3. The first question that is raised before us is, whether this lease was absolutely void, as it has been held to be by the lower Appellate Court, or whether it was only voidable. We are of opinion that it was only voidable. There is no direct authority on the construction of Section 14 of the Lunacy Act; but there are authorities from which the above conclusion may be reached with some certainty. Section 14 of the Lunacy Act gives certain powers over the lunatic's property to his manager; it then provides that he shall not have powers to sell or mortgage the lunatic's property, or to lease it for more than five years, without an order of the Court. Section 18 of the repealed Guardians and Wards Act, XL of 1858, contained very similar provisions and in Til Koer v. Roy Anuncd Kishore 10 C.L.R. 547 and Ahfutoonnissa v. Goluck Chunder Sen 22 W.R. 77 it was held that an alienation wrongly made, without the leave of the Court, was voidable but not void.

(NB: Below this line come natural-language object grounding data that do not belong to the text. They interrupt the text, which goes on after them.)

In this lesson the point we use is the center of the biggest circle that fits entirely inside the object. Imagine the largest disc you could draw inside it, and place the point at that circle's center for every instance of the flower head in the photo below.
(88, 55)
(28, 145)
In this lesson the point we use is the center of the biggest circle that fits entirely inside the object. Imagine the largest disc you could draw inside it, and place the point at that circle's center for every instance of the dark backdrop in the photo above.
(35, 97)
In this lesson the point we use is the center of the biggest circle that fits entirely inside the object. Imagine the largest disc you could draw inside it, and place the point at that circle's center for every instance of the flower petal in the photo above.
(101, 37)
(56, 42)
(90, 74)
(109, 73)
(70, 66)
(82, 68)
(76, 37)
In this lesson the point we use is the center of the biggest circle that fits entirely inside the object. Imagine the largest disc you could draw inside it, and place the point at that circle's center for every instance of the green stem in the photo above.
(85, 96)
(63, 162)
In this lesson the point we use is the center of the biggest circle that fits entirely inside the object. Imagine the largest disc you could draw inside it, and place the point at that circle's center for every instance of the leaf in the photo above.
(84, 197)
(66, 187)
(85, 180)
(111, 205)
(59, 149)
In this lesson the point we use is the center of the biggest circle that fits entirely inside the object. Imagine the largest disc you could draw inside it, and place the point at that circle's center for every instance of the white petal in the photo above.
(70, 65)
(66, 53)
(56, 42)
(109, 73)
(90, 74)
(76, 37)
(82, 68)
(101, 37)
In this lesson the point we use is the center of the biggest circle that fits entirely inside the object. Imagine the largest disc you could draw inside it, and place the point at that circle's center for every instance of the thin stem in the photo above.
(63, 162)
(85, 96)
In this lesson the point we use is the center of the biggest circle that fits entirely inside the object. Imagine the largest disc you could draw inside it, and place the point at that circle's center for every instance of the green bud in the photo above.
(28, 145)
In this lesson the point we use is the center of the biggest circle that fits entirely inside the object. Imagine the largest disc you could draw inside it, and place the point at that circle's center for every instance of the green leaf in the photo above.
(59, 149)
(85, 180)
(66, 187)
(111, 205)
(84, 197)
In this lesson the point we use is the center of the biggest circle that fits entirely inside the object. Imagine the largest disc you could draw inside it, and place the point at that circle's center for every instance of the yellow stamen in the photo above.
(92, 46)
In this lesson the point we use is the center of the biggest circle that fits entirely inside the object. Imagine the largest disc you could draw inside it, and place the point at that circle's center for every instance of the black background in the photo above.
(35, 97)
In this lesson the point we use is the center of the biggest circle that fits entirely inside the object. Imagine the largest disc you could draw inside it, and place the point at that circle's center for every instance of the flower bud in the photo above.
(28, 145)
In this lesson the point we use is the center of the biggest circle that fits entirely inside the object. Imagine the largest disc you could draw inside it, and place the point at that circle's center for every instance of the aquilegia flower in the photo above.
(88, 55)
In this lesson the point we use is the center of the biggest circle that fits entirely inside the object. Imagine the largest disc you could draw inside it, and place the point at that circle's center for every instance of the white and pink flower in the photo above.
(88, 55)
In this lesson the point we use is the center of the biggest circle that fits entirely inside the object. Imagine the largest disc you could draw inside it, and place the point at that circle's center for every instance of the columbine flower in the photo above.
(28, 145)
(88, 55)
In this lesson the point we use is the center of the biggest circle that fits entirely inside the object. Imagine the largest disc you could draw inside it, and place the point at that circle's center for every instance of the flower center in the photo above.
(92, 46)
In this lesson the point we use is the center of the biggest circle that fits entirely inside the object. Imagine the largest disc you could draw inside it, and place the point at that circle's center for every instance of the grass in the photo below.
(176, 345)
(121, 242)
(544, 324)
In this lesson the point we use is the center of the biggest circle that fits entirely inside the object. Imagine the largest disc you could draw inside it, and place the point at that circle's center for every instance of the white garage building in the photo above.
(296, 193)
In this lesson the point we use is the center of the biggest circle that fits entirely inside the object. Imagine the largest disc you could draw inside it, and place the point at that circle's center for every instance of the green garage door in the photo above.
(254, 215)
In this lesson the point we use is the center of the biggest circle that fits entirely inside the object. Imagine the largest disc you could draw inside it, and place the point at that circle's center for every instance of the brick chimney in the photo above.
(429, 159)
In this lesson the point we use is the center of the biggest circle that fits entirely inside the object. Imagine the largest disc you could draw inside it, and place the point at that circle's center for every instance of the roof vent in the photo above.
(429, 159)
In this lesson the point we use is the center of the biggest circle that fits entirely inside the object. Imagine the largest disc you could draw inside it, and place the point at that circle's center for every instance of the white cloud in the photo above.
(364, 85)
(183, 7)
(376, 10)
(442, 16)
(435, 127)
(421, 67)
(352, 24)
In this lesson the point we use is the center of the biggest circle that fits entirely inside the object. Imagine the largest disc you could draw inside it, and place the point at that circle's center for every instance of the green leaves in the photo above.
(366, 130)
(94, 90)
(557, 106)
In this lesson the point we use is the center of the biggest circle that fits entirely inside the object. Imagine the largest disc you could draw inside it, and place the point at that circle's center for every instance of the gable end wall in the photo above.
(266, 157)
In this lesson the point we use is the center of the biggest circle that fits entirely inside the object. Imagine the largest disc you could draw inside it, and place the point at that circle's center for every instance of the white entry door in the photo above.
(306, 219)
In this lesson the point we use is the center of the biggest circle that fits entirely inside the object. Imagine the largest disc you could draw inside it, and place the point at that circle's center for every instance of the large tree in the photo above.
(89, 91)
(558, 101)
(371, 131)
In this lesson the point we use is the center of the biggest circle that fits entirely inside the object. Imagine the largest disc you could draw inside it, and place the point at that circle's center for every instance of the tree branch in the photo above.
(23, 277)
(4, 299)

The new Guardians and Wards Act, VIII of 1890, provides, in Section 29, that, a person appointed guardian shall not, without leave, make certain alienations, but provides in Section 30 that if he does, his alienation is voidable. We may thus suppose that the Legislature recognised the principle acted on in the two decided cases as applicable to the repealed Guardians and Wards Act, and did not in the new Guardians and Wards Act supply a defect existing in the old one, as one might suppose to be the case if one looked at the two Acts only. We may, therefore, safely apply the same principle to the Lunacy Act. In Uma Churn Mahaldar v. Narendranath Basu 33 C. 273 : 10 C.W.N. 126 Mookerjee, J., recognised the existence of the principle and applied it to the construction of Sections 14 and 39 of the Court of Wards Act, (IX of 1879, B.C.,), which in view of the difference of the terms of these sections from those of the section under consideration may not be of much consequence but is at least in favour of the view we have expressed. Consequently, we differ from the lower Appellate Court which held that the lease was void, but in this case the lease being voidable, has in fact been avoided by the plaintiff, who on becoming sui juris, and within the period of limitation which applied to him, brought this suit electing to treat the lease as a nullify.

4. The second objection made on behalf of the appellants is that proceedings ought to have been taken to set aside this ijara before the suit for damages had been brought. In the view of the case we have just expressed, it was not necessary so to do.

5. We were also desired to remand this case for clear findings upon the questions before it, but having had the facts clearly before us, we consider this unnecessary, as a remand would of necessity require the Court below to consider the same matters over again.

6. The result, therefore, is that this appeal is dismissed, but as the lower Appellate Court made an error in law which has invited this appeal, we make no order as to the costs in this Court.